IIR staffer at school steps down
A Monroe woman who spent the past three school years as a paraprofessional in the "intense intervention room" (IIR) at Adams Central School resigned recently due to her concerns about "lack of staff and the safety issues we face daily."
Linda Bowman sent her letter of resignation, effective on October 12, to officials of the Adams-Wells Special Services (AWSS) Co-op, which is based in Bluffton and serves the six school systems in those two counties. She asked, "What will it take to get more help for the classroom of 14 children with severe emotional and physical handicaps at Adams Central?"
Bowman is still assisting at the IIR as a volunteer, but says there are few other volunteers.
The IIR at AC is for students in the North Adams, South Adams, and AC districts and has about 15 students and six staffers, with one more staffer to be added soon, according to Mike Pettibone, AC superintendent. He says the IIR has one fulltime teacher, three fulltime aides, and two parttime aides who also have other duties at the school.
Michele Neumann, director of Adams-Wells Special Services, told the Daily Democrat that the vacancy created when Bowman resigned was been filled. At least one person was apparently added since she resigned.
Neumann also says that, at Bluffton, there are 12 students in the IIR from the Northern Wells, Bluffton-Harrison, and Southern Wells districts, plus three staffers, with one more to be added soon.

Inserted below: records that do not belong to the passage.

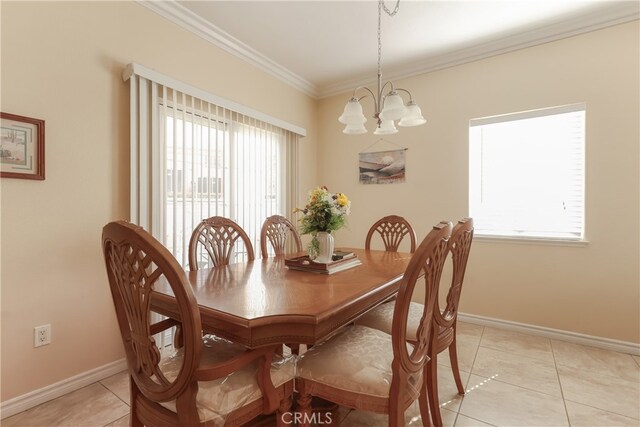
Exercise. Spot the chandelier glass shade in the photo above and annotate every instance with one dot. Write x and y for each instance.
(389, 106)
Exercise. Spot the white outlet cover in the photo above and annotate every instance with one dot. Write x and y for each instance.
(41, 335)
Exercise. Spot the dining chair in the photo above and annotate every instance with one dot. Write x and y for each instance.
(444, 321)
(210, 382)
(392, 229)
(275, 231)
(367, 369)
(218, 236)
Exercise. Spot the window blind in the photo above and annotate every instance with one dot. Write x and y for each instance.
(527, 173)
(192, 159)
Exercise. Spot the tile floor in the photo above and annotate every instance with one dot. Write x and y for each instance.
(512, 379)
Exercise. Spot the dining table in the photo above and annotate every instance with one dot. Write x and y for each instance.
(263, 302)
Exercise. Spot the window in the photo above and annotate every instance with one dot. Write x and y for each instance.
(228, 166)
(526, 174)
(195, 155)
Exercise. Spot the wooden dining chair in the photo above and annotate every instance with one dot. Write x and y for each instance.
(218, 236)
(275, 231)
(214, 382)
(392, 229)
(444, 321)
(367, 369)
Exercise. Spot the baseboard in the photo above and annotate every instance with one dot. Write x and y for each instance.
(556, 334)
(37, 397)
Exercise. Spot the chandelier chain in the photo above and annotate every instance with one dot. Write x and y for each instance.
(382, 6)
(395, 9)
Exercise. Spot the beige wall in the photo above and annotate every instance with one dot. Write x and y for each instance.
(62, 62)
(593, 290)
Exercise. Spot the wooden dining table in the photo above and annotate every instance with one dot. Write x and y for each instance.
(263, 302)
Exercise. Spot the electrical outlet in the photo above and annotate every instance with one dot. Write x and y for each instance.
(41, 335)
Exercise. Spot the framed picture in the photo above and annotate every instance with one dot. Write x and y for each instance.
(382, 167)
(21, 147)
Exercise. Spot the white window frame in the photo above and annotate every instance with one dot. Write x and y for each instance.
(486, 214)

Bowman, whose children attend AC, says she is contacting the parents of the children in the IIR there because "one of my goals was to let the parents know of some of the changes to the classroom from staff cuts."
Neumann, who has 29 years of experience in social services, the last four at AWSSC, says there were personnel cutbacks within the past year. But, she added, "The kids are always put first" in any decisions made by the AWSSC board, which includes the superintendents of the six Adams and Wells school systems.
The reductions in staff, says Neumann, were made because enrollments at the participating school districts dropped. The lower enrollments occurred for various reasons, such as families moving away, perhaps due to poor economic situations.
She also says there continues to be "better identification" of students' problems, which can range from autism to birth defects, learning disabilities, etc. Some of the youth in the IIR are in wheelchairs.
Several years ago, says Neumann, Adams-Wells Special Services had about 170 staffers and now has 151 — 68 teachers, 80 instructional assistants, two assistant directors, and herself.
The agency's 2010-11 budget (July 1 to June 30) is just over $7.3 million, which comes from each of the school districts plus federal funds funneled through the State of Indiana.
There are 13 special education categories, according to Neumann, so quite a few people qualify for special education programs, although they cover a wide range of interests, abilities (or disabilities), and physical, mental, and emotional conditions.
At Adams Central, Superintendent Mike Pettibone said there are approximately 140 students in special education, some 12 percent of the overall student population, and that is low compared to the state average, which Neumann says is 17.6 percent. Some schools have up to 20 percent of students in special education, Pettibone reports.
Bowman said when she resigned that the intense intervention room at AC had a staff-to-student ratio this year that was about half of what it was a year ago. She declared in her resignation letter, "Most of the children in the room are nonverbal and can't tell their parents of the lack of staff."
She went on to say, "We have asked for more help [but] there have been no changes. I have continued to be concerned about the basic needs of our students being met as well as assuring their safety."
Bowman said many of the students should have one-on-one relationships with adult staffers each school day, but the staff is too small for that.
Pettibone noted that staffers are with some of those students all day long, even in classrooms, and help feed them, change diapers, etc. as part of their regular duty.
Bowman stated in her letter, "I have truly enjoyed working in the intense intervention program. Until this year, I felt it was a position in which I could really make a difference. The staff and children brought such a wonderful purpose to my life. It was truly an agonizing decision to submit this letter.
"If there comes a time when there have been positive changes made, including adequate staffing, I would be grateful for the opportunity to return. I plan to continue to help in the intervention room, offering my assistance as a volunteer. I believe totally in the program and the work being done for the students."